Hüseyin bir duvara, bir Salih’e baktı. Salih’in parmağını gösterdiği yeri buldu. Gitti duvarın dibine diz çöktü. Harfleri avuç avuç yerden toplayıp ceketinin cebine doldurdu. Salih’in yüzüne bir ışık düştü. Yattığı yerde gevşedi, sancısı hafifledi. Karşı beri sessiz bakıştılar bir zaman.”
Öyküyü okurken Hüseyin karakterinin duyarlılığına gıpta edersiniz, yüreğinizi titretir son sahne.

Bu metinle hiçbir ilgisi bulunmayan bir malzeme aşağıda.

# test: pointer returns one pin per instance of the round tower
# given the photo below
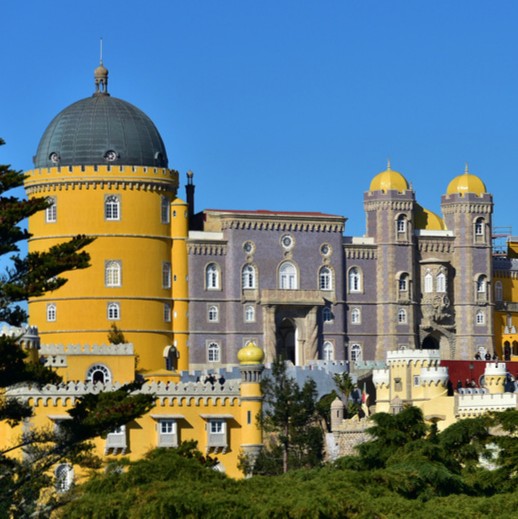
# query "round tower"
(467, 209)
(180, 232)
(103, 166)
(390, 207)
(251, 366)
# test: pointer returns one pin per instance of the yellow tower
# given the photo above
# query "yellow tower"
(251, 366)
(103, 165)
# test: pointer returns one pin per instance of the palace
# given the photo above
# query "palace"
(198, 291)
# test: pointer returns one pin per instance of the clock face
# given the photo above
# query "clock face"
(110, 155)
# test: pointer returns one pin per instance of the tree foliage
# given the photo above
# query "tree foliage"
(23, 477)
(292, 422)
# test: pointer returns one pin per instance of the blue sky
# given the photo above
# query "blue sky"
(283, 105)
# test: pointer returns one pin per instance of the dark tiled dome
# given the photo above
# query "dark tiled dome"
(101, 130)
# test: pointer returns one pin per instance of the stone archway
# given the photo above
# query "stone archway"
(286, 340)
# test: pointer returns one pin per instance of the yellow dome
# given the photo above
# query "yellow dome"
(389, 180)
(428, 220)
(250, 354)
(466, 183)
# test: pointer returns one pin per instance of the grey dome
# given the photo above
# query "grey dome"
(101, 130)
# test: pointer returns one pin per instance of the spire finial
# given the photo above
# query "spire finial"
(101, 74)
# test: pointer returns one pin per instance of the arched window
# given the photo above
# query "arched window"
(112, 207)
(249, 314)
(212, 280)
(99, 373)
(428, 282)
(248, 276)
(356, 353)
(167, 312)
(51, 312)
(112, 274)
(403, 283)
(355, 280)
(356, 316)
(164, 209)
(213, 352)
(327, 314)
(288, 276)
(213, 314)
(441, 282)
(166, 274)
(51, 212)
(328, 351)
(499, 292)
(479, 227)
(64, 475)
(325, 279)
(401, 224)
(113, 311)
(480, 318)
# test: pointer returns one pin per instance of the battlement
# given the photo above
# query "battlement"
(87, 349)
(408, 356)
(477, 404)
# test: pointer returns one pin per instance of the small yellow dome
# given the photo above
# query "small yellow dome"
(428, 220)
(250, 354)
(389, 180)
(466, 183)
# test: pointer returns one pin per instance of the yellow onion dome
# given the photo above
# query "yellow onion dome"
(250, 354)
(428, 220)
(466, 183)
(389, 180)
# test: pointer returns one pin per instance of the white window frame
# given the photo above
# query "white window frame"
(428, 282)
(107, 376)
(165, 209)
(328, 351)
(499, 292)
(51, 312)
(480, 318)
(167, 312)
(166, 274)
(213, 314)
(354, 278)
(112, 208)
(355, 352)
(288, 278)
(51, 212)
(212, 276)
(213, 352)
(112, 273)
(440, 282)
(113, 311)
(248, 277)
(325, 279)
(249, 314)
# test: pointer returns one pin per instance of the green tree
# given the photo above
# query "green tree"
(290, 417)
(23, 478)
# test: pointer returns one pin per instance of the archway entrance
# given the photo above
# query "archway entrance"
(430, 343)
(287, 340)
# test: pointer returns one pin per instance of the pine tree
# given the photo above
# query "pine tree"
(23, 477)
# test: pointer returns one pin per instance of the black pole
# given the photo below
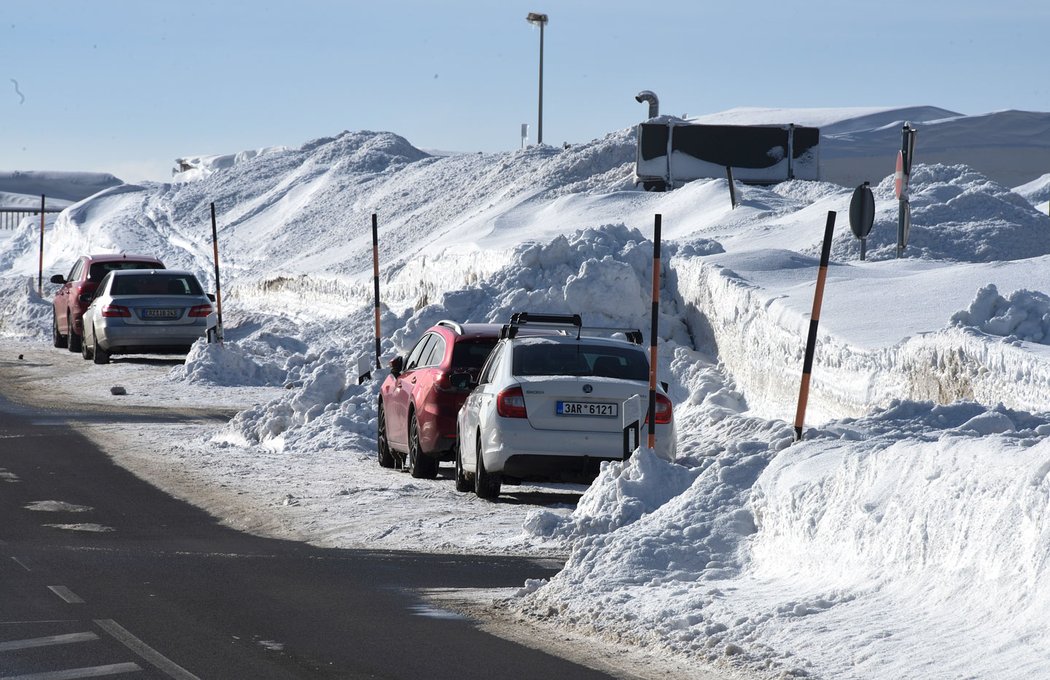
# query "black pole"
(375, 276)
(732, 186)
(539, 132)
(654, 327)
(811, 343)
(218, 292)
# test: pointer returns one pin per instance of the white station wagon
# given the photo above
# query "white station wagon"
(549, 406)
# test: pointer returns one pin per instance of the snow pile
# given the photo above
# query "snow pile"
(957, 214)
(1025, 315)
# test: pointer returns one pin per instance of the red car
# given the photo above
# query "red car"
(79, 287)
(418, 404)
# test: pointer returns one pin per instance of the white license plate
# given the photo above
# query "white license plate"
(160, 314)
(587, 408)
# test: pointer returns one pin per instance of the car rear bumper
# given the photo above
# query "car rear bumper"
(515, 448)
(149, 339)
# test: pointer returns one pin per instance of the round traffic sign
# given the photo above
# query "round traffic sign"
(862, 211)
(899, 175)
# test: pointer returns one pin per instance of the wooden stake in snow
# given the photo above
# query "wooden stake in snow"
(218, 292)
(652, 336)
(811, 344)
(375, 277)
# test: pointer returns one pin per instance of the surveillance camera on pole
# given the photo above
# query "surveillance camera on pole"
(649, 96)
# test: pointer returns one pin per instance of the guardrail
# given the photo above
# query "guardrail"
(9, 217)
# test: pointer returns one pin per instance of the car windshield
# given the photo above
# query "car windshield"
(602, 361)
(155, 284)
(471, 354)
(99, 270)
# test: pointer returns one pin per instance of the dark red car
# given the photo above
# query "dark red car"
(79, 287)
(417, 402)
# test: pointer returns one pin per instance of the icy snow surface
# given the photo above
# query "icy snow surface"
(904, 537)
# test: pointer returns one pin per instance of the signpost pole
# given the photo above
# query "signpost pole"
(40, 271)
(375, 276)
(218, 291)
(811, 343)
(653, 328)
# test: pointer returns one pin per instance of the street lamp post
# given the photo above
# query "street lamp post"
(539, 20)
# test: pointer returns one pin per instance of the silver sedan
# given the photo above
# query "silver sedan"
(145, 312)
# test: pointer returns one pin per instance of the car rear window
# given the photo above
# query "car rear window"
(155, 284)
(471, 354)
(603, 361)
(99, 270)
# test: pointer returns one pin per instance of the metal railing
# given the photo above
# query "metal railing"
(9, 217)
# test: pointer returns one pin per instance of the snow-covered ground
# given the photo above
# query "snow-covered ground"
(905, 536)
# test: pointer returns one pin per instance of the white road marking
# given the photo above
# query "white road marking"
(75, 674)
(66, 594)
(47, 641)
(149, 654)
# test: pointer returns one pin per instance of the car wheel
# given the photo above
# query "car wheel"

İmge kullanmada başarılı olan bu özgün yazarımızın sadece bir yerde Oğuz Atay tarzı bir imge kullandığını görürüz:
Sarender Kuşları adlı öyküde “ Yanlış iliklediğimiz ilk düğme buydu.” mecazı Oğuz Atay’ın şu sözlerini hatırlatabilir:
“ Gömleğinin tüm düğmelerini yanlış iliklemek gibidir bazı insanları sevmek. En başından beri hata yaptığını sonuna gelmeden anlayamıyorsun.”
Bazı cümleleri var ki o kadar akıcı, coşkulu ve duygulu ki hangi şiiri aldı da düzyazıya çevirdi diyesiniz geliyor:
“Dedemi tanımadınız mesela. Kahve pişirirdi. Halvete girerdi. Allah’a sevgilim derdi. Niyazi Mısri’den beyitler okurdu. Karadeniz’in kendini tekrarlayan yeşil dağlarında toprağa bir derviş gibi nasıl basılır, iri yarı onca iş güç arasında o sükûnet nereden devşirilir, hiç bilmedim. Dedem, sırtı yeşil kadifeyle yamanmış Mushaf’ının içinde şeyhinin siyah beyaz fotoğrafını saklardı. Size bundan söz etmedim….”
Dergilerdeki yazılarını beğeniyle okuduğum Emin Gürdamur’un bu ilk kitabını çıkar çıkmaz alıp okuyarak yazmak istedim. Kitabın ilk kitap ödülünü aldığını duyunca hiç şaşırmadım. İyi bir kalem, iyi bir öykücü kazandı yazın dünyamız. Öykü severlerin mutlaka kitaplığında olması gereken bir kitap diyebilirim.